From 208ef5242360e8158a2611291bfe90eb771e49c6 Mon Sep 17 00:00:00 2001
From: =?UTF-8?q?Johannes=20Sj=C3=B8lander=20Ernstsen?= <jsje@ramboll.com>
Date: Fri, 12 Jun 2026 12:05:55 +0200
Subject: [PATCH] fix(mcp-chat): loop tool calls until a final answer
MIME-Version: 1.0
Content-Type: text/plain; charset=UTF-8
Content-Transfer-Encoding: 8bit

processQuery ran a single round of tool calls, then made a follow-up
LLM request WITHOUT tools.

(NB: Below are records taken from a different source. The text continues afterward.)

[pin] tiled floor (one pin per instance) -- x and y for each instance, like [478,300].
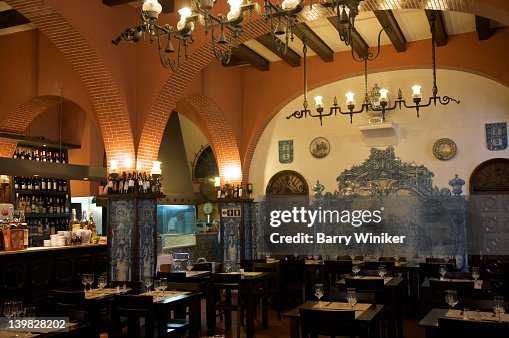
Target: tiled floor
[281,329]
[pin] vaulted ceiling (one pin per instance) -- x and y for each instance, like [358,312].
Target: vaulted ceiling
[406,25]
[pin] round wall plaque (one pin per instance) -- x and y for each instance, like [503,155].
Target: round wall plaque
[444,149]
[319,147]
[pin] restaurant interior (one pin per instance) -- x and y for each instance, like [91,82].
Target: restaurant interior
[200,168]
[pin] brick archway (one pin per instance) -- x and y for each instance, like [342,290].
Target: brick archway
[222,140]
[109,106]
[176,84]
[19,118]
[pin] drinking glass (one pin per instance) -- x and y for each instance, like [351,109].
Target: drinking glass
[164,284]
[157,285]
[90,280]
[442,271]
[475,273]
[319,291]
[451,298]
[351,297]
[101,283]
[29,312]
[189,265]
[8,307]
[84,281]
[356,269]
[147,281]
[498,306]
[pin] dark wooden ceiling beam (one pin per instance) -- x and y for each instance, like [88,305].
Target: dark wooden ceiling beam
[168,5]
[314,42]
[254,59]
[11,18]
[395,34]
[482,26]
[440,32]
[359,45]
[291,57]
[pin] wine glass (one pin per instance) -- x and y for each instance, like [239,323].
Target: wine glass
[451,298]
[157,285]
[101,283]
[351,297]
[475,273]
[189,265]
[319,291]
[90,280]
[8,309]
[442,270]
[147,281]
[29,312]
[498,306]
[164,284]
[356,269]
[84,281]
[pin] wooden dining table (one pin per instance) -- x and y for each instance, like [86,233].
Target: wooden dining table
[368,316]
[252,282]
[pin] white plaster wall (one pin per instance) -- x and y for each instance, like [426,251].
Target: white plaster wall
[482,101]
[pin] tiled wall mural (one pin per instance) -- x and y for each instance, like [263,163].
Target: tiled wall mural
[432,219]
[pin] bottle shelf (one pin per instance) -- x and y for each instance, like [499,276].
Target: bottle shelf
[47,215]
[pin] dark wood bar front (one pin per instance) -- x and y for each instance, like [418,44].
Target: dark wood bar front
[32,273]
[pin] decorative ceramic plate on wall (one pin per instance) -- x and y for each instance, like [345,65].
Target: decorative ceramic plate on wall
[444,149]
[319,147]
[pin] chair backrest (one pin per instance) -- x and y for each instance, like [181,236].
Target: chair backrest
[327,323]
[464,290]
[448,327]
[430,270]
[68,304]
[173,276]
[335,271]
[134,308]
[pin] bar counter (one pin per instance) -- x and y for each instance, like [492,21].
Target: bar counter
[32,273]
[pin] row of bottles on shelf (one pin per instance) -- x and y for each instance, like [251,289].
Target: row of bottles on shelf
[31,204]
[40,184]
[234,191]
[44,155]
[133,182]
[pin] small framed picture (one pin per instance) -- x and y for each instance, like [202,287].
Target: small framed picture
[319,147]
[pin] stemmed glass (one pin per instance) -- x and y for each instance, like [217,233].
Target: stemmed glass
[84,281]
[442,270]
[157,285]
[319,291]
[451,298]
[90,280]
[101,283]
[29,312]
[475,273]
[164,284]
[147,281]
[356,269]
[351,297]
[498,306]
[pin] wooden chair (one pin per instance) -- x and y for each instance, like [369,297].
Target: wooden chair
[327,323]
[225,294]
[293,281]
[273,282]
[448,327]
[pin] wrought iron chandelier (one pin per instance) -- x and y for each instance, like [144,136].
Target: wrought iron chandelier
[222,45]
[382,105]
[346,11]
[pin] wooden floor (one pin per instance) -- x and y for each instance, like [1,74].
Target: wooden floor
[281,329]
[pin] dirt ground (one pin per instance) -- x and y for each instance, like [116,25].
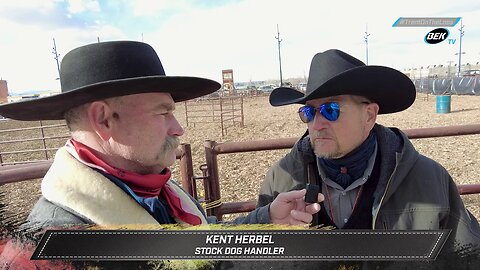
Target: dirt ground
[241,174]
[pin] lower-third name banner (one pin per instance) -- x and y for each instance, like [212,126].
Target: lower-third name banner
[240,245]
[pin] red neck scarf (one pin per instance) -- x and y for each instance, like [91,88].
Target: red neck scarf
[148,185]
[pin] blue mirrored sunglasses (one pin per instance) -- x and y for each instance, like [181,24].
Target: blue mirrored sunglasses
[330,110]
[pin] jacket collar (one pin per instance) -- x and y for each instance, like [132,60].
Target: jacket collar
[75,186]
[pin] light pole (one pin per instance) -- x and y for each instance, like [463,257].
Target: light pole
[366,42]
[279,55]
[56,57]
[460,50]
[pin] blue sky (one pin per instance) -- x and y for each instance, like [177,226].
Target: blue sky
[200,37]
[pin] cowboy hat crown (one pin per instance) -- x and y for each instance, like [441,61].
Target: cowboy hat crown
[335,72]
[104,70]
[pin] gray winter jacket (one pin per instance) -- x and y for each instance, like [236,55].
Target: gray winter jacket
[75,194]
[413,193]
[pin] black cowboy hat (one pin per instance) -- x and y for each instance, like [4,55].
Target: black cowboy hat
[334,73]
[108,69]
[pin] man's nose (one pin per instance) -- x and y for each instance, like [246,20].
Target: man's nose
[176,129]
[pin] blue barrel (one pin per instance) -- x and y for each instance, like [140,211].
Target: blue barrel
[443,104]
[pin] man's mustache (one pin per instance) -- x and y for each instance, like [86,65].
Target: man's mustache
[171,143]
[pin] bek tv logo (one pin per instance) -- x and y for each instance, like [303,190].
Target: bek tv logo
[438,35]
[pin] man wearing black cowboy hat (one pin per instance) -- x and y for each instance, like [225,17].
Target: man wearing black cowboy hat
[371,175]
[118,104]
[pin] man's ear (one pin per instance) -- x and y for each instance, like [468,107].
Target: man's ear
[372,112]
[99,115]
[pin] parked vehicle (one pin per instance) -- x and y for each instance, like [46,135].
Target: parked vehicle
[267,88]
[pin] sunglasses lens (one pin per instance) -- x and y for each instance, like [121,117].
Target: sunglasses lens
[306,113]
[331,111]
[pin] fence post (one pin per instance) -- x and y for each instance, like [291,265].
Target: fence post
[186,170]
[241,110]
[43,139]
[213,179]
[186,112]
[221,116]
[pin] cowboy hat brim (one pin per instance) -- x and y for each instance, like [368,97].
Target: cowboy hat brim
[54,107]
[392,90]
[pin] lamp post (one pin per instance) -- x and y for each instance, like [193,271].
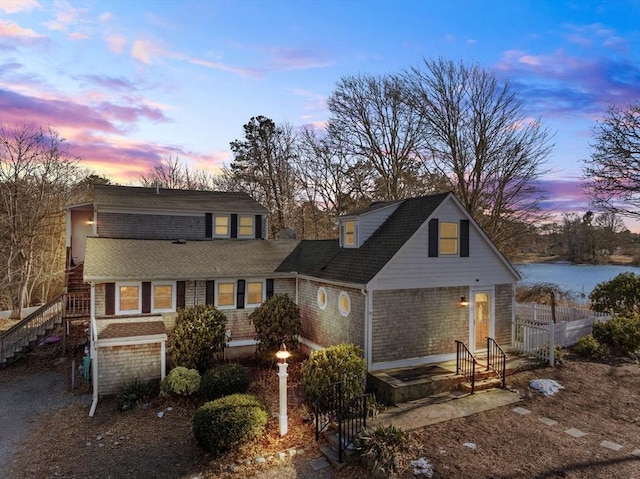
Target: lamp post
[282,355]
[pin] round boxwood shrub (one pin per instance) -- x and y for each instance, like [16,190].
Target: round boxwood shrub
[199,337]
[224,380]
[180,381]
[228,421]
[344,363]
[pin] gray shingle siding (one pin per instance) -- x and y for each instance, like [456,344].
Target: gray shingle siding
[148,226]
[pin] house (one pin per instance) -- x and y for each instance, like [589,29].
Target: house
[404,280]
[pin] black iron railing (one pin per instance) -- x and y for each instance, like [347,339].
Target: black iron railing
[351,420]
[497,360]
[327,406]
[466,364]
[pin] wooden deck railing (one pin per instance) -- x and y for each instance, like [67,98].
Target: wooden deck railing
[27,330]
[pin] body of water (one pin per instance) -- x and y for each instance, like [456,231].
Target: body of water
[580,279]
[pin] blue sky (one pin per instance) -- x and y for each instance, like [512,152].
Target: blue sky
[130,82]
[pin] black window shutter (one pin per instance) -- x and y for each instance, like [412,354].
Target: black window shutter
[464,238]
[210,291]
[433,238]
[208,225]
[258,226]
[180,294]
[234,226]
[146,297]
[240,295]
[110,299]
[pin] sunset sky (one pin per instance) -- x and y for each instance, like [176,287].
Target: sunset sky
[128,83]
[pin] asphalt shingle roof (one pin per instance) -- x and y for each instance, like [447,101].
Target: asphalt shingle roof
[325,259]
[109,259]
[189,200]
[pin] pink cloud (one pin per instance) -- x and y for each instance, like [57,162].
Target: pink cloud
[18,34]
[15,6]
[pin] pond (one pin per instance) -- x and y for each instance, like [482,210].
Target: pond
[580,279]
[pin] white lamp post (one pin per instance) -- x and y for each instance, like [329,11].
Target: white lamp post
[282,355]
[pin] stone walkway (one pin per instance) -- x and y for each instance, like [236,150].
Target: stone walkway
[577,433]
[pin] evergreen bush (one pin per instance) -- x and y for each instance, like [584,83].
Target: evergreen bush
[621,333]
[277,321]
[224,380]
[589,347]
[344,363]
[135,392]
[180,382]
[228,421]
[199,337]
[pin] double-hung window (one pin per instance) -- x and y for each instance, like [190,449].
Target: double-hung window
[226,294]
[245,226]
[221,226]
[448,238]
[128,298]
[255,294]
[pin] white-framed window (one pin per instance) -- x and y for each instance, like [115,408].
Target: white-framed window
[245,226]
[225,294]
[344,303]
[163,297]
[221,226]
[448,238]
[129,298]
[322,297]
[349,233]
[255,293]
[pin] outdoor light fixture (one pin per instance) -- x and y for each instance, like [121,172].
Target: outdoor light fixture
[283,355]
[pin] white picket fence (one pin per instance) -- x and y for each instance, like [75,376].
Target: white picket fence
[535,333]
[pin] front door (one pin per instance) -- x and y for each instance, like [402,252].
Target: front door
[482,317]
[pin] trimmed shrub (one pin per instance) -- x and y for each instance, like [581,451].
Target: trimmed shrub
[135,392]
[224,380]
[618,296]
[277,321]
[621,333]
[589,347]
[180,382]
[199,337]
[218,425]
[377,450]
[344,362]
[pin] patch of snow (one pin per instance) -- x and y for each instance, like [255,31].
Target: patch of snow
[548,387]
[422,467]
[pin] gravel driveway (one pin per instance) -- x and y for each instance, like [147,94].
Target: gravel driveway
[24,399]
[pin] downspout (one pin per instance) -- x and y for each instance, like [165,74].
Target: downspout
[94,351]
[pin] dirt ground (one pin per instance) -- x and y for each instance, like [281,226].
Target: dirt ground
[601,399]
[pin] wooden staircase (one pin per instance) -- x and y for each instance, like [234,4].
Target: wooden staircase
[31,330]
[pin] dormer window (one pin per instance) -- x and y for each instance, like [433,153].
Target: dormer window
[245,226]
[349,238]
[448,238]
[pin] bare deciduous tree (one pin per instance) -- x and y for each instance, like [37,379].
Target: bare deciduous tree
[613,172]
[172,173]
[479,138]
[375,125]
[36,175]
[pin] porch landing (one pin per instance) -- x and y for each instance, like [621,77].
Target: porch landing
[438,381]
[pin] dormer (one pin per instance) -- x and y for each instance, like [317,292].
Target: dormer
[356,227]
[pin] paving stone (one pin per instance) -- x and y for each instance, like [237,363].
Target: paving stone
[520,410]
[547,421]
[319,463]
[611,445]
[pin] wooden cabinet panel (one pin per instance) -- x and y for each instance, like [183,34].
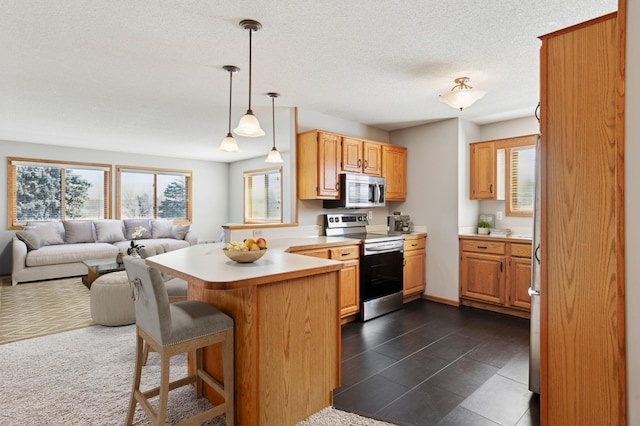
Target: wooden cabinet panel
[350,289]
[394,169]
[318,165]
[483,277]
[351,155]
[372,158]
[519,279]
[482,171]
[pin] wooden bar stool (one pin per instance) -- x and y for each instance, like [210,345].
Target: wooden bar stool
[171,329]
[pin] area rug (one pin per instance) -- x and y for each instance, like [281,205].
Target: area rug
[41,308]
[84,376]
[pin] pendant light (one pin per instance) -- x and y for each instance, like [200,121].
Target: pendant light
[229,144]
[274,155]
[462,95]
[249,125]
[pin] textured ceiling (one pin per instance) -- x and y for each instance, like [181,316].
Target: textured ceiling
[147,74]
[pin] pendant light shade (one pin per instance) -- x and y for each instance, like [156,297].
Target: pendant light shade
[462,95]
[229,144]
[249,125]
[274,155]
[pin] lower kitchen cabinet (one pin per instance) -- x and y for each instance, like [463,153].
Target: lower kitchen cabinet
[414,276]
[495,275]
[349,275]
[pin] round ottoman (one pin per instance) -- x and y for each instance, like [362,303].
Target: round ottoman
[111,302]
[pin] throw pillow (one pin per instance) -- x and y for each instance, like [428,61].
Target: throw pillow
[30,238]
[108,231]
[130,226]
[179,231]
[161,228]
[49,232]
[78,232]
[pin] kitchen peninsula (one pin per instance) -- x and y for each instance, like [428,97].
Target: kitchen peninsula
[287,329]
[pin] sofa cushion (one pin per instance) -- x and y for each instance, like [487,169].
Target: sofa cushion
[48,231]
[31,239]
[70,253]
[161,228]
[78,231]
[130,226]
[108,231]
[179,231]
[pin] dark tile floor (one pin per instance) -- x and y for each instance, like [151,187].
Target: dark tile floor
[433,364]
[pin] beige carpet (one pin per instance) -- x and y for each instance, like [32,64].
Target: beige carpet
[41,308]
[83,377]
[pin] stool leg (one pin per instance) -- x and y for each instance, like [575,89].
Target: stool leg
[164,388]
[228,368]
[136,379]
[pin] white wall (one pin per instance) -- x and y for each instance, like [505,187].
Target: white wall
[432,198]
[632,210]
[210,185]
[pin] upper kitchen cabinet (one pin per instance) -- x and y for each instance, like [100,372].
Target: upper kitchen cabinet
[394,169]
[318,165]
[483,183]
[361,156]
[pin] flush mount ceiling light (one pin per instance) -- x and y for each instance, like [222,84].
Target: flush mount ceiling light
[229,144]
[249,125]
[462,95]
[274,155]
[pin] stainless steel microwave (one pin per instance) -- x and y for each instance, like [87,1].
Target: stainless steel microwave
[358,191]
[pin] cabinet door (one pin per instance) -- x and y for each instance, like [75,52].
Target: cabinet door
[372,154]
[482,277]
[414,272]
[519,282]
[394,169]
[482,171]
[351,155]
[329,151]
[350,288]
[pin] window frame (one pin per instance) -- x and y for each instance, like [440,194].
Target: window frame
[509,145]
[155,171]
[255,172]
[13,162]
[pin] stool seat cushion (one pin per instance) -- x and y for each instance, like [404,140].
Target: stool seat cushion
[110,299]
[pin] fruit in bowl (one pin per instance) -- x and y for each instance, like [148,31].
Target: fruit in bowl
[246,251]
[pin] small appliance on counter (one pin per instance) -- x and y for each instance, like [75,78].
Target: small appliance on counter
[399,223]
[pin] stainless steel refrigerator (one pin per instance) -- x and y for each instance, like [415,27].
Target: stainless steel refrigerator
[534,290]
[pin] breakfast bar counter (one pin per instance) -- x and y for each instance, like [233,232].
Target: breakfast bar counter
[287,330]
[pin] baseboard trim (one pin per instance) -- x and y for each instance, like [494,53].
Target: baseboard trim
[444,301]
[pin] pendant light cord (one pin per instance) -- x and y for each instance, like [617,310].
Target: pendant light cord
[273,120]
[250,31]
[230,91]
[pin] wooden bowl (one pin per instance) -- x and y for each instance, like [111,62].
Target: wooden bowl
[244,256]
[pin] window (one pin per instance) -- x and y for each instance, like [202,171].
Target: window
[55,190]
[153,193]
[263,196]
[520,183]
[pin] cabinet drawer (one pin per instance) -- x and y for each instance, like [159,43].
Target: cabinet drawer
[479,246]
[345,253]
[416,244]
[521,250]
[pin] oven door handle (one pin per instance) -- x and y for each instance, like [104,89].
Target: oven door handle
[383,248]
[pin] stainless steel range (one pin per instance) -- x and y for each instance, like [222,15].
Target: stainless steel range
[381,263]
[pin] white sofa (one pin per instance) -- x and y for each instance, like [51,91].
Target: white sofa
[54,249]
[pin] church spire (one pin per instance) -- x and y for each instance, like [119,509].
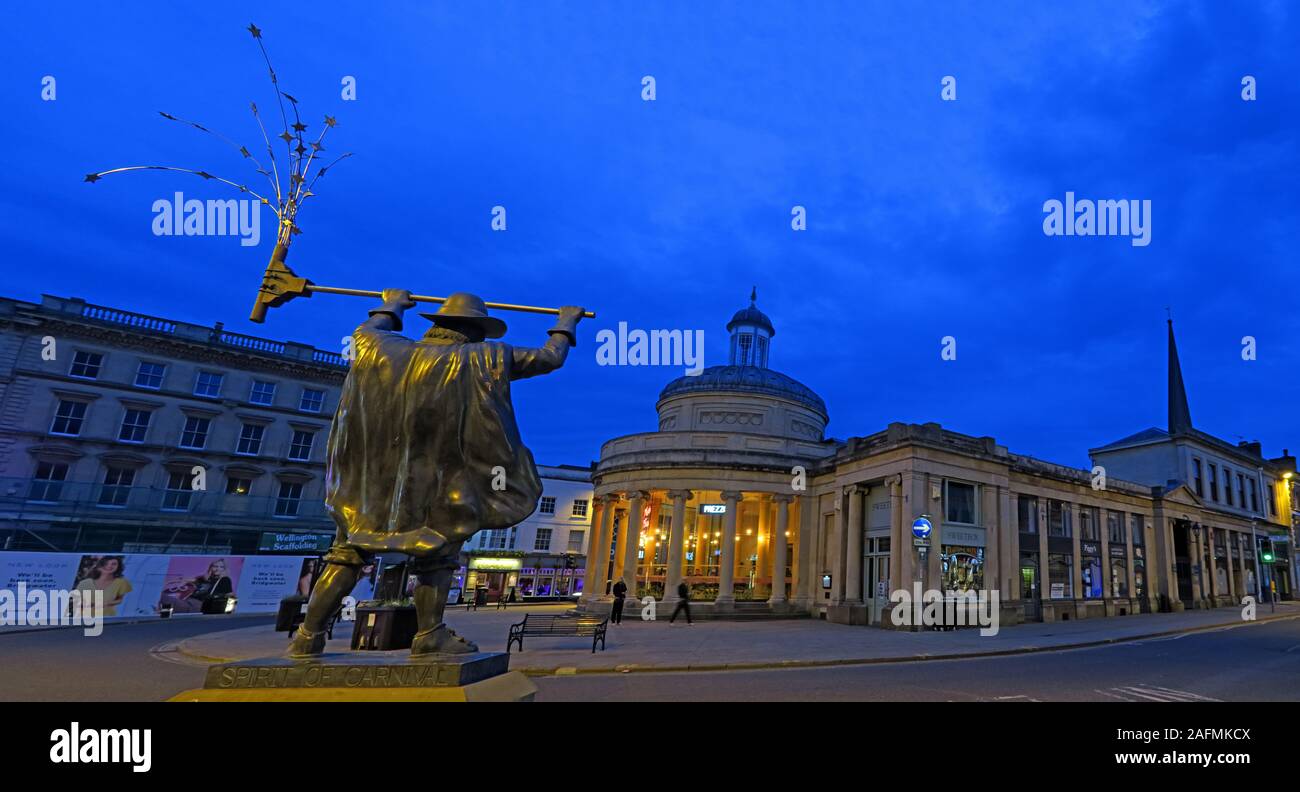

When a question needed more than one tool
call, the model attempted another call in that tool-less follow-up;
OpenAI-compatible servers don't parse tool calls when `tools` is
absent, so the model's raw tool-call tokens leaked into the response
content (and the follow-up content discarded the real answer).

Replace the single round with a capped agentic loop (max 8 iterations)
that always passes the tools on every sendMessage call and executes
returned tool calls until the model responds with a final text answer,
with a graceful fallback if the cap is reached. The per-call execute/
record logic is extracted into a private helper.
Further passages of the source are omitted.